Part of the secret lies in the low acquisition mulitples noted above. If
HCA can ultimately be taken public again at, say, 10x EBITDA, the
investors will have real realized a very tidy return for themselves. To
finance this deal, however, about $5.5 billion is being paid in cash, with
debt making up the difference, making HCA a highly leveraged company. The
investors are likely banking on cash flow to service debt, but it is also
needed for capital projects at the hospitals, so it may take some effort
and creative financing to get the higher multiple when taking HCA public
again, in whole or in parts. Rumors have circulated that The Blackstone
Group might mount a sweetened counteroffer for HCA, but a higher price
would only cut into the returns, perhaps modest, contemplated in the
current offer.
One waggish online commentator, Daniel Gross, has suggested the
possibility of a political connection. He noted that Senate Majority
Leader Bill Frist is related to HCA’s founding dynasty; that Massachusetts
governor and Republican presidential aspirant Mitt Romney is a founder of
Bain Capital; that Henry Kravis of KKR is a major GOP donor. All of them,
he speculates, are betting on the continued expansion of government
spending on health care. Could it be that the GOP is leaning towards,
gasp, universal health care to increase the funds flowing into hospitals?

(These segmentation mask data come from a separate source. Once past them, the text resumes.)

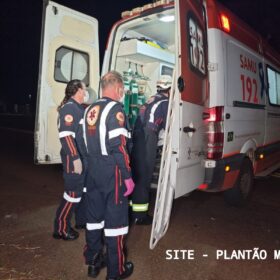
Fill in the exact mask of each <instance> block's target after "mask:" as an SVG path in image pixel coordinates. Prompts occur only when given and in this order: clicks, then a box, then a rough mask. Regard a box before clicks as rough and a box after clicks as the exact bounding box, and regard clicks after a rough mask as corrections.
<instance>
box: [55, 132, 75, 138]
mask: <svg viewBox="0 0 280 280" xmlns="http://www.w3.org/2000/svg"><path fill="white" fill-rule="evenodd" d="M66 136H73V137H74V138H75V137H76V133H75V132H73V131H61V132H59V138H63V137H66Z"/></svg>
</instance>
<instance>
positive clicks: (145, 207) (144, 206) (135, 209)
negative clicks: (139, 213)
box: [132, 203, 149, 212]
mask: <svg viewBox="0 0 280 280" xmlns="http://www.w3.org/2000/svg"><path fill="white" fill-rule="evenodd" d="M148 208H149V203H145V204H134V203H133V204H132V211H134V212H146V211H148Z"/></svg>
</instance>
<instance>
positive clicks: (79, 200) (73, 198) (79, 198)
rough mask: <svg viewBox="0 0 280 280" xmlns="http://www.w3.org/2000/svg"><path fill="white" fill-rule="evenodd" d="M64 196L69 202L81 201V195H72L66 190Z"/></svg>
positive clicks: (63, 194)
mask: <svg viewBox="0 0 280 280" xmlns="http://www.w3.org/2000/svg"><path fill="white" fill-rule="evenodd" d="M63 198H64V199H65V200H67V201H69V202H74V203H78V202H80V201H81V197H71V196H69V195H68V194H67V193H66V192H64V194H63Z"/></svg>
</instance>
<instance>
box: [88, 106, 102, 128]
mask: <svg viewBox="0 0 280 280" xmlns="http://www.w3.org/2000/svg"><path fill="white" fill-rule="evenodd" d="M99 111H100V106H99V105H96V106H94V107H93V108H91V109H90V110H89V111H88V112H87V123H88V125H89V126H94V125H95V124H96V122H97V120H98V116H99Z"/></svg>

(And if Hillary is derailed in the process, so much the better.) While
this tongue-in-cheek scenario owes more to those amusing conspiracy
theories that dot the Internet than to hard fact, we are left scratching
our heads to see whether there is anything more concrete or compelling
motivating the deal.
This deal has naturally raised the spectre of other hospital companies
being targeted by LBOs. Universal Health Services (NYSE: UHS) has
come out with a statement that while it is always looking for ways to
enhance shareholder value, an LBO isn’t in the works. We are just as
sanguine about other players such as Community Health Systems
(NYSE: CYH) and Triad, although Health Management Associates (NYSE:
HMA) seems a bit vulnerable these days with analysts lowering ratings.
It has been stated that this is the largest leveraged buyout in history,
edging out KKR’s $31.3 billion buyout of RJR Nabisco in 1989. It is not,
at least not in real terms. The $31.3 billion spent in 1989 would have an
adjusted buying power today of $50.8 billion in today’s market. What is
certain, though, is that this is the single largest hospital deal, buyout
or not, ever undertaken. And if it closes, it will crown 2006 as the year
with the greatest dollar volume in the hospital M&A market.